3. Vorschläge zur Umsetzung
Wir regen einen breit angelegten ökumenischen Konsultationsprozess über grundsätzliche Fragen des Wirtschaftens und der Gestaltung einer öko-sozialen Gesellschaft in Deutschland an. Der Prozess selber kann schon Teil einer Antwort sein, indem er dem Auseinanderdriften der gesellschaftlichen Denkrichtungen entgegen wirkt, über soziale Spaltungen hinweg agiert und die Vielfalt von möglichen Antworten in fruchtbarer Weise zusammenbringt. In diesem Prozess sollen ganz unterschiedliche Menschen eine Stimme haben und ihre Sichtweisen einbringen: z.B. Menschen, die soziale Systeme tragen und solche, die sie in Anspruch nehmen; Menschen aus Ost- und Westdeutschland; Menschen mit und ohne deutscher Staatsangehörigkeit in Deutschland; Menschen aus ACK-Mitgliedskirchen und aus MigrantInnen-Gemeinden; Menschen aus Partnerkirchen; Menschen aus allen Generationen.
Ziel des Prozesses ist eine in der Breite getragene und klar in der Gesellschaft artikulierte Positionierung der Kirchen.

MEET kann sich als junges ökumenisches Netzwerk in Deutschland in einen solchen Konsultationsprozess einbringen:
·    Eine thematische Einbindung in die "Ökumenische Sommeruniversität" zum Thema „Gerechter Frieden“ vom 7.-13. August 2011 in der Ev. Akademie Neudietendorf.
·    Eine Tagung für junge Mitglieder aller christlichen Kirchen in Deutschland im 2. Halbjahr 2012. Als Kooperationspartner kämen, neben der EKD und DBK, andere ACK-Kirchen, evangelische und katholische Studierendengemeinden und Fakultäten, Jugendnetzwerke der Missionswerke, sowie außerkirchliche Netzwerke im Bereich des Themas, z.B. attac, in Betracht.
·    MEET kann auf seinem bis Sommer 2011 neu gestalteten Internetportal eine Online-Konsultation gezielt für junge Menschen einrichten.
·    MEET könnte seine Mitglieder dazu anregen, in ihren jeweiligen lokalen Kontexten, mit Gruppen aus verschiedenen gesellschaftlichen Milieus, zum Thema ins Gespräch zu kommen und nach gemeinsamen Handlungsmöglichkeiten zu suchen. Zu denken wäre insbesondere an diakonische Begegnungsstätten, Jugendtreffs, Orte sozialer Arbeit etc..
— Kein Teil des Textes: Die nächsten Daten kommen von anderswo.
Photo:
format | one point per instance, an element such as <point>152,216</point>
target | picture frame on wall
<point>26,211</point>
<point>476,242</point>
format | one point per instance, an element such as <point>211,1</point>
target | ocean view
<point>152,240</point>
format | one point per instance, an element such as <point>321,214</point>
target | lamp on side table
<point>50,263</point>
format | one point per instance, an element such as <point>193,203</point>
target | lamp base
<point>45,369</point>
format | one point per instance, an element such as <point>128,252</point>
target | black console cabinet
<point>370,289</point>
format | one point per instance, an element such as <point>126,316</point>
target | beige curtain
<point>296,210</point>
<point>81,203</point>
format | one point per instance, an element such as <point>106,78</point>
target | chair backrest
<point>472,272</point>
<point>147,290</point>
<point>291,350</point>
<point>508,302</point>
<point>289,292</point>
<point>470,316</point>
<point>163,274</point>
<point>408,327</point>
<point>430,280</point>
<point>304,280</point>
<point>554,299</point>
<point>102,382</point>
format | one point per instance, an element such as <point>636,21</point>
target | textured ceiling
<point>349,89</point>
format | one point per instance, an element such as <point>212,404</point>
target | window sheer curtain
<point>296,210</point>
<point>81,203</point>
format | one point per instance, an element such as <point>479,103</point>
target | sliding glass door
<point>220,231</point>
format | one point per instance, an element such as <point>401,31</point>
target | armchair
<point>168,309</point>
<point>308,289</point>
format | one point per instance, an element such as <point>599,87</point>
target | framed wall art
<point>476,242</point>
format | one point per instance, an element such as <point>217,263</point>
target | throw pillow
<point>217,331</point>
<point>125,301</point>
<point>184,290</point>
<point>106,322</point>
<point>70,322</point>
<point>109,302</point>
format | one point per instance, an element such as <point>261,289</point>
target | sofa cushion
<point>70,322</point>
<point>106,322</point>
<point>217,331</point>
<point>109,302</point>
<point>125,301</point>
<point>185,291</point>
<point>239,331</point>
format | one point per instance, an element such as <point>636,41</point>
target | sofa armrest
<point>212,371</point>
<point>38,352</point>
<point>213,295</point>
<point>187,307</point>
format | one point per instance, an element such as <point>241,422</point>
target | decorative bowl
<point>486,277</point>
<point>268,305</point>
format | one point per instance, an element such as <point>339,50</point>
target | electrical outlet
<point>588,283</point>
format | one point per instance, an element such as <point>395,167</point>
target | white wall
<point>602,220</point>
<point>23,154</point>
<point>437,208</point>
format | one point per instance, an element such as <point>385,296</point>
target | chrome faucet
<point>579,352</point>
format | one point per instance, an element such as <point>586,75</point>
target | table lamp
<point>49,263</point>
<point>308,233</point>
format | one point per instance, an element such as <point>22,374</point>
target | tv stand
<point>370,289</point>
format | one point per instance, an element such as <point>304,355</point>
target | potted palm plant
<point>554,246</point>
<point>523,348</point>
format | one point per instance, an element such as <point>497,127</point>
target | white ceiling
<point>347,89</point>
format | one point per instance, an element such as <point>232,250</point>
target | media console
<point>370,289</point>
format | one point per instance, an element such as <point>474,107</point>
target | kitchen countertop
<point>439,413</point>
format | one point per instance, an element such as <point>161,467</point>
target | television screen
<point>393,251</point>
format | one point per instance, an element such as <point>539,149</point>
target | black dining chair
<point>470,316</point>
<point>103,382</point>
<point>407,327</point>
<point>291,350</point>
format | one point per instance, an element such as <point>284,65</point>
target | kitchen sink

Christina Biere, Bergkamen
Almut Bretschneider-Felzmann, Gotha
Lioba Diez, Berlin
Annegreth Strümpfel, Frankfurt am Main
Stephan von Twardowski, Clausthal-Zellerfeld

2 Kommentare:

  1. Kommentar von Christina Biere:

    "Hallo Ihr!
    *Wie wird es jetzt weiter gehen?
    *Fragt Ihr nach Rückmeldung von Frau Coenen-Marx?
    *Soll das Koteam die Tagungsidee voran treiben oder wollt Ihr das machen?
    *Welche konkrete Unterstützung kann die EKD anbieten?
    *Wollen wir die Woltersburger Mühle anvisieren als Ort?
    *Was macht unsere Homepage - Ist für eine Online-Konsultation nicht facebook besser geeignet?
    *Wie wird das Thema in die Sommeruni eingebunden sein?"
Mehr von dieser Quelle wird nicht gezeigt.